Tu as entamé une relation de réciprocité. Le terme latin relatio atteste l’idée claire d’un rapport, qu’il faut à la fois entendre sous l’angle de la narration (rapporter, relater, témoigner) et de la connexion (entre différents phénomènes, formes vivantes, faits ou objets). Il induit quelques notions déjà évoquées à ton sujet : une adresse, une altérité, un réseau d’échanges vivaces, un espace-temps, une interface, ainsi qu’une certaine forme de causalité, d’affection et de capacité d’agir. Dans cette relation, tu racontes et tu es racontée. C’est donnant-donnant. D’une part, tu offres l’hospitalité au récit de soi d’une artiste qui déploie, inscrit, publie ses mots par fragments et ellipses sur des objets et tissus rouges – d’ailleurs, n’est-il pas fascinant que « texte » et « textile » dérivent d’une étymologie commune, celle de quelque chose qui se trame ? D’autre part, tu donnes un corps à un lieu dont les strates successives s’animent à travers toi sous la forme de personnages et de costumes : une cavalière style western, une bricoleuse badass aux gestes allusifs, une architecte un peu engoncée dessinant les plans d’un bateau et une chicha girl élégante fumant tranquillement sur l’embarcation une fois construite. Chacune de ces peaux que tu revêts, qui apparaissent et s’effacent au gré du khôl, du far ou du lipstick appliqués sur ton visage par une maquilleuse aux longs ongles verts, évoquent des métiers que tu féminises pour mieux (dé)jouer les stéréotypes qui y sont associés et dessiner en filigrane, non sans humour et un certain érotisme (tu parles de porno soft lesbien), les mécanismes d’émancipation.

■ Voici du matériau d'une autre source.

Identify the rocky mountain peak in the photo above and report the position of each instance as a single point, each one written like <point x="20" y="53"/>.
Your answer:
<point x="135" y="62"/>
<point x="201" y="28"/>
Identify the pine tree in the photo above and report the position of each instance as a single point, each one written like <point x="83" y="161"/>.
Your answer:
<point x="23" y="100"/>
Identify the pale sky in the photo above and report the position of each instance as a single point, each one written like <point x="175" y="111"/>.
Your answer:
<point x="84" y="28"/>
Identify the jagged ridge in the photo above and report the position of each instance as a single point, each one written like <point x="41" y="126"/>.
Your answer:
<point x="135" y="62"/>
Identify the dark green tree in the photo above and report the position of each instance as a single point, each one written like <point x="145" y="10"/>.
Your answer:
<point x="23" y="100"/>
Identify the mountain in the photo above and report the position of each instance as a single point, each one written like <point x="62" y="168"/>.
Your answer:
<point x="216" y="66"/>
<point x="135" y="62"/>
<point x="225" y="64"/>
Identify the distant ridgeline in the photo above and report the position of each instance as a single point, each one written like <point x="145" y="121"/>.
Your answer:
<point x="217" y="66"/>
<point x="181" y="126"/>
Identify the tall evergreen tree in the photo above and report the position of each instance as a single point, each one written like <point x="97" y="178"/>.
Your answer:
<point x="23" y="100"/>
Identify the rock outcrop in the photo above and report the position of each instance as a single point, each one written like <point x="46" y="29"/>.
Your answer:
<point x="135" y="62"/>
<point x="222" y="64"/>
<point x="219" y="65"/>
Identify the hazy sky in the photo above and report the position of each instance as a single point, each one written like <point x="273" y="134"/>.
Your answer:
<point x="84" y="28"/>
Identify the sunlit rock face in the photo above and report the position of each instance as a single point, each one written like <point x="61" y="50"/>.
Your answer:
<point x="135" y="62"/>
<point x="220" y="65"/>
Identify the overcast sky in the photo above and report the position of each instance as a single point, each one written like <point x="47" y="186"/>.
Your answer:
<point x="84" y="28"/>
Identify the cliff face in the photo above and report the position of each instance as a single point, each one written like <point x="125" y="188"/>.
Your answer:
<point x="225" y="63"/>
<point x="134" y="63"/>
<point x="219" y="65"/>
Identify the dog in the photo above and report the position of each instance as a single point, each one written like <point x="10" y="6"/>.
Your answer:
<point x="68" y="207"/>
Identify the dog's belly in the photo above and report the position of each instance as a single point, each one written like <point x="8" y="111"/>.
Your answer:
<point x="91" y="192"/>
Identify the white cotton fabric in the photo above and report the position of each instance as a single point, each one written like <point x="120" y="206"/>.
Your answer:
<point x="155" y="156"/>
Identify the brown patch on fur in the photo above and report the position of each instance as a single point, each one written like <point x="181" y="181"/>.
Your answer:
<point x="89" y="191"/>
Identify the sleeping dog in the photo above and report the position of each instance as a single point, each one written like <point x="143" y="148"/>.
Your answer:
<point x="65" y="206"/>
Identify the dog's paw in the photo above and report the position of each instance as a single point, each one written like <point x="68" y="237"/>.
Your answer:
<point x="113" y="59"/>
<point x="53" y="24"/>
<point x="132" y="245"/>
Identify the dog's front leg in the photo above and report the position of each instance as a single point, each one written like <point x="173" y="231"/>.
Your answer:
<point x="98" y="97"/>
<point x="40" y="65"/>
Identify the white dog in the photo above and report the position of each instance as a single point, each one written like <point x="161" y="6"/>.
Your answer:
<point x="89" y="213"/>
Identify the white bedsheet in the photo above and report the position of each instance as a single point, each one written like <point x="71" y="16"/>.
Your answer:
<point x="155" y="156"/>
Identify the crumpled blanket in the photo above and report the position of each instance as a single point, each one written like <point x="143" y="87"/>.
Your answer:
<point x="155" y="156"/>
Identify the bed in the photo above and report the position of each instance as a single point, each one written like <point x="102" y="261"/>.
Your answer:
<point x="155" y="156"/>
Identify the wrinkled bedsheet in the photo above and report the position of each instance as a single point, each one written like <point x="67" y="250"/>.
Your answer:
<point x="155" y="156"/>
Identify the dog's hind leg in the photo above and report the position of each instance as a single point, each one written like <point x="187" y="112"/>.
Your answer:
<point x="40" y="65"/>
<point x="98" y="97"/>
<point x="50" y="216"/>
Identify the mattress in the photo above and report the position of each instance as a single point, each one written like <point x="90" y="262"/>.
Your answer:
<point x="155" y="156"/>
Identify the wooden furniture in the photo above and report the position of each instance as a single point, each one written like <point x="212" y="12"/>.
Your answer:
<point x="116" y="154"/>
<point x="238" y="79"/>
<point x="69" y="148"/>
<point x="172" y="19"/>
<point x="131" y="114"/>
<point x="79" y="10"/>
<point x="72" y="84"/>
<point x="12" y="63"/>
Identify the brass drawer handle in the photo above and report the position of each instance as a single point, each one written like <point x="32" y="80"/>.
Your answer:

Que nous font et nous font faire les vêtements, les masques et le maquillage qui drapent et soulignent les contours de nos persona ? L’histoire de la littérature, des arts et de la philosophie regorge d’exemples contradictoires. Dans certains cas, ils sont soit ces choses terrifiantes qui adhèrent au corps et l’étouffent au point de ne pouvoir s’en libérer, qui se substituent à un moi réduit au rôle de miroir reflétant l’image d’un autre, soit le costume permettant de couvrir une hideuse nudité (physique et psychique) et de s’affirmer dans l’ « inter-humain ». Quand dans d’autres, ils deviennent l’expression la plus intense et exaltante d’une identité, fusse-t-elle aux cent visages, et un mode d’adresse transcendantal. Tu repenses soudain à cette citation d’Emanuele Coccia : «Les vêtements démontrent combien il est illusoire d’imaginer l’existence d’un ego séparé du monde qui voudrait n’être lié qu’à soi, tout comme celle d’un monde qui pourrait exister sans un sujet qui l’habite. La nature du moi est celle d’un caprice dont l’objet est toujours le monde. Et vice versa, le monde n’est jamais que kosmos, ornement, maquillage d’un moi (qu’il soit collectif ou individuel). Ne peut dire moi que celui qui sait se maquiller. »
Mais tu ne sais plus très bien quoi en penser et tu chantes que ça te colle, que ça te colle à la peau. Tu te sens coincée avec tout ça, ces secondes peaux, ces peaux textiles, ces peaux make-up, ces peaux slapstick, avec toutes ces figures qui te hantent et te traversent, et davantage encore peut-être avec ce Moi-peau qu’on ne peut laisser en boule dans un coin de la chambre et qui, à en croire le psychanalyste Didier Anzieu, est si fondamentale dans la construction individuelle. Alors peut-être pour mieux t’extraire de ce tout ça, pour mieux t’en décoller, tu exorcises en chantant dans la nuit noire et on ne se lasse pas de repasser encore et encore la membrane magnétique sur laquelle s’est fixé le spectre de ton entêtante complainte.